Parsing a latex file in Perl

Apologies for the very basic question!

I just want to read in a latex file (so text basically) and output all the (say) theorems, which are always in the format

some lines of latex

I always kind of figured Perl was the right language for this!

Of course, I only know very basic programming in C++ and Java, and virtually no Perl.

Nonetheless I can currently read in a text file, and process it line by line.

It seems the most basic way to do this is:

($string =~ /pattern/)

I started getting confused by then reading about control codes like ?,*+,$, etc.

Any simple references or links to get me started?

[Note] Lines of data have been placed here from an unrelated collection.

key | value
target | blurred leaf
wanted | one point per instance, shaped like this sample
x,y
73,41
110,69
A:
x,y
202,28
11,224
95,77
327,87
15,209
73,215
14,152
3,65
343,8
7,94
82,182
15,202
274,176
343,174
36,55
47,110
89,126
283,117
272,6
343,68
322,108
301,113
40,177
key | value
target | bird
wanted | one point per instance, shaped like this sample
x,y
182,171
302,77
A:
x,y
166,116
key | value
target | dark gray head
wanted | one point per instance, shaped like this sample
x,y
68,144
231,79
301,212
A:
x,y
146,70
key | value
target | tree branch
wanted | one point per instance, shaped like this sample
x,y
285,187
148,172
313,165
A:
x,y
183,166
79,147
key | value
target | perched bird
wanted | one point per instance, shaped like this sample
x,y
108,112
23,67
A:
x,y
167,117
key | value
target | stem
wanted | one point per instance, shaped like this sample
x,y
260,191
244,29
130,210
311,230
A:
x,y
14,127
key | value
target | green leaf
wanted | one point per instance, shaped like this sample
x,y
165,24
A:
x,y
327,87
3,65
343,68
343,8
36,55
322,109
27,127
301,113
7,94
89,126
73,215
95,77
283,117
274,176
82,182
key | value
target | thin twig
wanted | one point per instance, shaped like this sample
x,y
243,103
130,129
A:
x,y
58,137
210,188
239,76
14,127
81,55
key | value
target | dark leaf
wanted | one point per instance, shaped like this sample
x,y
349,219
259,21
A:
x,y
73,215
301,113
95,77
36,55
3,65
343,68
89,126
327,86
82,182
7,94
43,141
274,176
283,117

(I put this on here and not the Tex site, as it could be useful generally for reading text files, and not just LaTeX!)

Answer Source

If you're on a Unix-y machine (this includes Macs), for a task this small you should reach for sed first:

$ sed -ne '/^\\begin{theorem}$/,/^\\end{theorem}$/p' doc.tex

If you're on Windows, though, you don't get sed bundled with the OS, and perl is rather easier to install AIUI, so here's the equivalent:

> perl -ne 'print if /^\\begin\{theorem\}$/.../^\\end\{theorem\}$/;' doc.tex

You may notice a distinct resemblance between these two commands. That's not an accident; Perl took ideas from many of the older Unix text-munging utilities, sed included.